Quebec City seemed like a good place to escape the world for a couple days last week. Safe behind the thick fortifications in the romance of the old town, my new wife and I could briefly concentrate on enjoying life together away from the deadlines, headlines and stress of home.

We were ensconced in the Maison James Thompson, a bed and breakfast operated by my friends Greg and Guitta Alexander. On our arrival, Greg excitedly pointed out a “murder hole” he had discovered during recent renovations -a smallish square hole in the thick wall that would fit a musket. James Thompson was the British chief engineer of the fortifications after the Conquest, and he was a careful man. Thompson had built this house in 1793 with provision for house-to-house fighting should his outer wall ever be breached.

We would be safe here.

Or so we thought. After breakfast last Tuesday morning, Greg asked me if I had been following the news. No, I was deliberately ignoring the news, in fact. Well, he replied, the World Trade Center towers in New York had collapsed and the Pentagon was burning. We all laughed at his apparent joke. What a kidder.

Then he suggested we look at the TV. And the world came rushing in.

The idea that centuries-old stone could protect us from a media onslaught is whimsical, of course. It may seem a little obvious to point out today, but it strikes me that George W. Bush’s plan for protecting the United States from the inevitable results of its superpower games is just as foolish.

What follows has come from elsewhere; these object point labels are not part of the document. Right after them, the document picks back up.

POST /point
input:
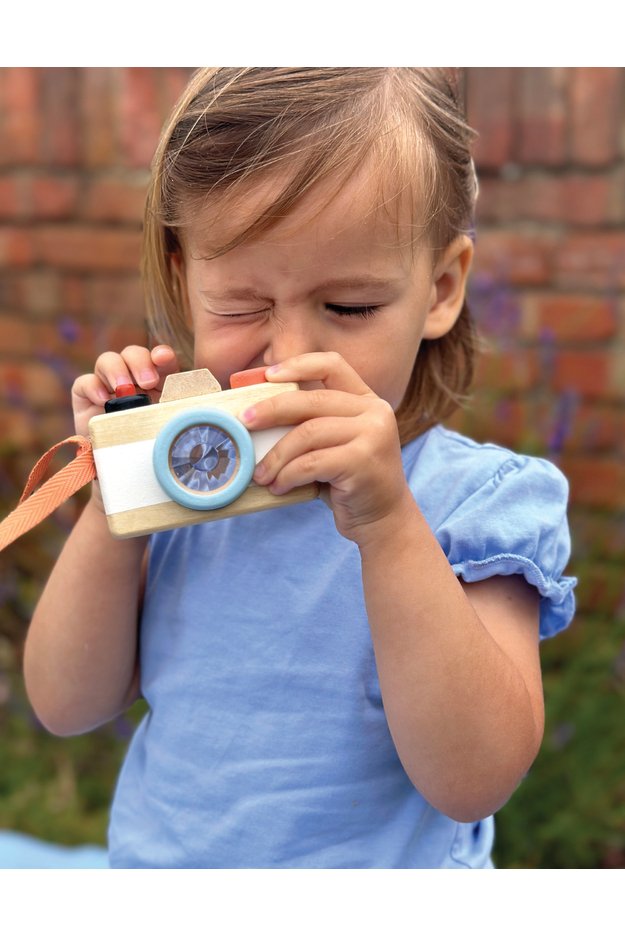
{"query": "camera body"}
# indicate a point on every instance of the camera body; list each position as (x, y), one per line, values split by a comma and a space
(186, 459)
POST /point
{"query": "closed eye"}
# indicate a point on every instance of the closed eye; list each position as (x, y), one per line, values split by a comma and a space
(364, 311)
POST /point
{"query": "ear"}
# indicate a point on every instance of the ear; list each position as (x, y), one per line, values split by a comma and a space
(179, 278)
(449, 287)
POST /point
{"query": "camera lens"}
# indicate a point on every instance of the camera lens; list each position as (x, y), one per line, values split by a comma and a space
(204, 458)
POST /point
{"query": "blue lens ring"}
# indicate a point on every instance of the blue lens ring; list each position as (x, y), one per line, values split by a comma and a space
(204, 459)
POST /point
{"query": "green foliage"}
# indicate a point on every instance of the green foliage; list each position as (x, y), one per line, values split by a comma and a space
(570, 810)
(568, 813)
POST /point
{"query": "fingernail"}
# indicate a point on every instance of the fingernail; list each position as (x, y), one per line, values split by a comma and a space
(260, 472)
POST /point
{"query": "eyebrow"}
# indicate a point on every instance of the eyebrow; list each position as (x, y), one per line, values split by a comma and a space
(366, 281)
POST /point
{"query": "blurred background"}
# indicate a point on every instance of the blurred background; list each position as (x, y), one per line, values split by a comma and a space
(548, 292)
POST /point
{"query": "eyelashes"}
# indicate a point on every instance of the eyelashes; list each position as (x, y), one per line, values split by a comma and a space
(364, 311)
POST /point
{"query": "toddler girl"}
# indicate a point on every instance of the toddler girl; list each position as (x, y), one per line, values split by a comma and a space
(352, 681)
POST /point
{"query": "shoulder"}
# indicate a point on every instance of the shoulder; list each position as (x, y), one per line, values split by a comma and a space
(445, 470)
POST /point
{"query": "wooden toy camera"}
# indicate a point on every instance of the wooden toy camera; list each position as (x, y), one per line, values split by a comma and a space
(186, 459)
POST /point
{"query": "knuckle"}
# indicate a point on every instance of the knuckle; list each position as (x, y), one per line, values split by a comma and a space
(307, 432)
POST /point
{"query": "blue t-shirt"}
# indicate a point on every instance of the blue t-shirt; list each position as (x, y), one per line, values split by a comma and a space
(266, 744)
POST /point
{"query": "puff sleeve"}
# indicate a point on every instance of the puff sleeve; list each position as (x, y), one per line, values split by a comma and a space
(515, 524)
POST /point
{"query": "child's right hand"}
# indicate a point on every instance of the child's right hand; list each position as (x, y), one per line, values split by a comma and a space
(145, 368)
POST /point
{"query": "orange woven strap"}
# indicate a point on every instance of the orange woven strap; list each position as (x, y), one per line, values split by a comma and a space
(33, 508)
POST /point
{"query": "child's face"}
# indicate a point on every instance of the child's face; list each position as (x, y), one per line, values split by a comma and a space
(336, 281)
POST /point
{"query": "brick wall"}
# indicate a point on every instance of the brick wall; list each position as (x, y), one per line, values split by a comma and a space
(549, 290)
(548, 285)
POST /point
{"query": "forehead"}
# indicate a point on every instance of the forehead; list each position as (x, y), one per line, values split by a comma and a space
(361, 207)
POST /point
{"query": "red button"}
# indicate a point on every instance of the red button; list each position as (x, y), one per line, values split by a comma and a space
(245, 378)
(125, 390)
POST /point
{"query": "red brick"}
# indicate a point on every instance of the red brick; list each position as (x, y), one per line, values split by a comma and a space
(17, 429)
(489, 110)
(595, 482)
(116, 298)
(515, 258)
(73, 290)
(61, 123)
(39, 292)
(11, 198)
(596, 428)
(508, 371)
(140, 116)
(542, 127)
(31, 383)
(597, 99)
(98, 118)
(588, 373)
(116, 199)
(173, 83)
(16, 247)
(569, 317)
(591, 260)
(19, 116)
(78, 247)
(538, 196)
(53, 197)
(15, 336)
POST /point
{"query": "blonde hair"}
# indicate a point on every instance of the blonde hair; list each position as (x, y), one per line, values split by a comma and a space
(234, 126)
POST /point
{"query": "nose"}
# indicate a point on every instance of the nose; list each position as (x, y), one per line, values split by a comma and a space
(294, 332)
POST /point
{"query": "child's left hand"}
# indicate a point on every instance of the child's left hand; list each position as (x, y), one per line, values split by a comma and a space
(345, 436)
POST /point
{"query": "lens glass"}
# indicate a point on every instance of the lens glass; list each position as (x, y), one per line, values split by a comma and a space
(204, 458)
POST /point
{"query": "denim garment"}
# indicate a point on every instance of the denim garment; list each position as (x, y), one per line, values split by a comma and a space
(266, 743)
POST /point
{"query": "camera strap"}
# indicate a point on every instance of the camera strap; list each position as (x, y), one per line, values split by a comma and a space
(35, 506)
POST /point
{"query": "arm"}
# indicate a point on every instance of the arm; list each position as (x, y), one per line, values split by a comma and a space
(80, 657)
(458, 667)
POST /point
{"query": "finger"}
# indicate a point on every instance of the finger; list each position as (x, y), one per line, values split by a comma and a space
(298, 406)
(136, 365)
(326, 466)
(89, 389)
(313, 435)
(328, 367)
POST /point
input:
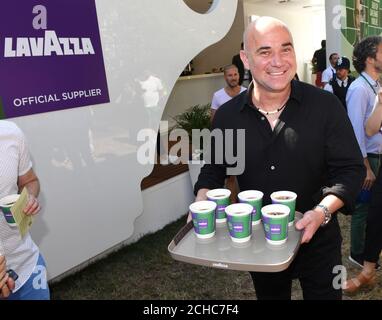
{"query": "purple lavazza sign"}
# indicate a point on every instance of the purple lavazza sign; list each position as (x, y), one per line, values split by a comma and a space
(50, 57)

There will be many more I-told-you-sos.

Former U.S. senator and presidential hopeful Gary Hart gave a speech September 4 in Montreal warning of a major terrorist attack that would kill thousands and wreak major changes in American society. Hart forecast a massive outcry for the government to act, and an unprecedented crackdown by the authorities. “We will be spied on, our privacy will be gone; that will have a huge impact on our society.” To be sure, Hart gave all this a fairly loose timeline of the next “twenty-five years.” He likely didn’t expect to have to shorten it to seven days.

The President will now, no doubt, get his extra billions for whatever military program his lobbyist friends deem necessary. Civil liberties will be stepped on, probably in permanent fashion. And more misery will be inflicted on populations that have already been driven to a startling desperation, in turn producing more motivated martyrs willing to die for a cause.

It’s instructive to note that, in most of the states that the U.S. accuses of harbouring or fostering terrorism, American realpolitik has played a key role in triggering such implacable hostility. From the U.S. support for the brutal Shah of Iran, to the arming of and then war with Iraq’s Saddam Hussein, to the one-sided support for Israel in its occupation of the West Bank and Gaza, the U.S. has helped create the conditions for desperate men bent on revenge.

If, as seems plausible, Osama bin Laden’s group is behind this attack, the irony will be complete. The Central Intelligence Agency, as with so many other monsters around the world, helped create bin Laden and his network during the Soviet debacle in Afghanistan. That country is now a smoking ruin, controlled by some of the most backward and violent men on the planet.

Likewise, American statecraft saw wisdom in carpet-bombing Southeast Asia (immensely contributing to the rise of Cambodia’s murderous former dictator, Pol Pot). The U.S. also supported and directed proxy armies in Latin America that murdered tens of thousands of innocents. As well, the superpower installed brutal client regimes throughout the world that would ensure their people stayed in poverty.

Those chickens are coming home to roost. Poverty, repression and the absolute lack of hope are fertile conditions for extremism, no matter which religion or creed exploits it.

The American people deserve our help and our sympathy now. But this must also be an opportunity to explore how real security is attained. Not even a perfect missile defence system could have defended against an attack that – in all of its horror – had an elegant simplicity. No matter how big, how high, how thick Bush builds a wall around the United States, the world will inevitably intrude.

Lyle Stewart is a progressive writer and broadcaster in Montreal.